Aria: The Multimodal AI Airport Kiosk
Inspiration
Traditional airport kiosks rely on touchscreens that are unhygienic, hard to use with luggage, and lack personalization. We wanted a voice-first, multimodal AI assistant that feels natural and helpful—like talking to a knowledgeable airport employee. By combining conversational AI with a 3D visual interface, we make airport navigation more intuitive and engaging.
What It Does
Aria is a multimodal AI kiosk designed for airports.

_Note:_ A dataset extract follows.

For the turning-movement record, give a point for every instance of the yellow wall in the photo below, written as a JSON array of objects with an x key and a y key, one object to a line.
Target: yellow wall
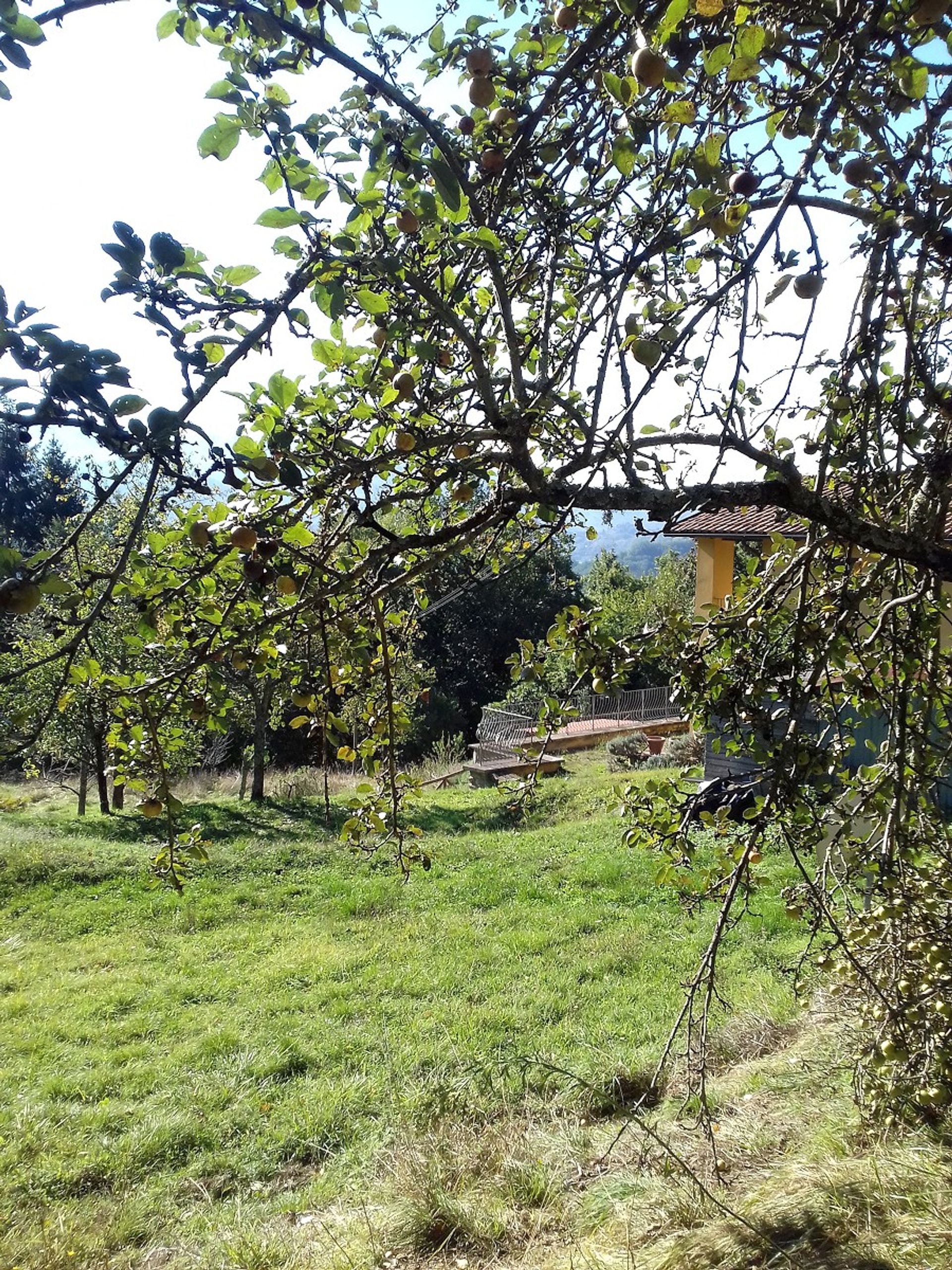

Passengers authenticate via face recognition or QR code, then interact with a 3D animated assistant through voice or text.
Core Capabilities
- Answer airport questions using a RAG knowledge base
(baggage policies, security procedures, facilities) - Provide flight information
(gates, boarding times, delays, cancellations) - Show weather for origin and destination cities
- Display interactive maps
(gates, restrooms, customer service) - Guide travelers to lounges, restaurants, shops, and terminals
- Handle flight changes
(delays, cancellations, rebooking, overbooking offers)
Visual Experience
- A 3D audio-reactive particle sphere that responds to voice input
- Real-time FFT analysis drives particle movement, creating an immersive and responsive UI
How We Built It
Backend (Python / FastAPI)
- LangGraph agent orchestration with Vultr Serverless Inference (Kimi-K2-Instruct (1T total, 32B active))
- Layered architecture:
Transport → Session Manager → Agent Orchestrator → Tools / RAG / TTS - WebSocket streaming for real-time audio and text responses
- ElevenLabs TTS with character-level alignment for synchronized text reveal
- MongoDB Atlas Vector Search for RAG (airport FAQ knowledge base)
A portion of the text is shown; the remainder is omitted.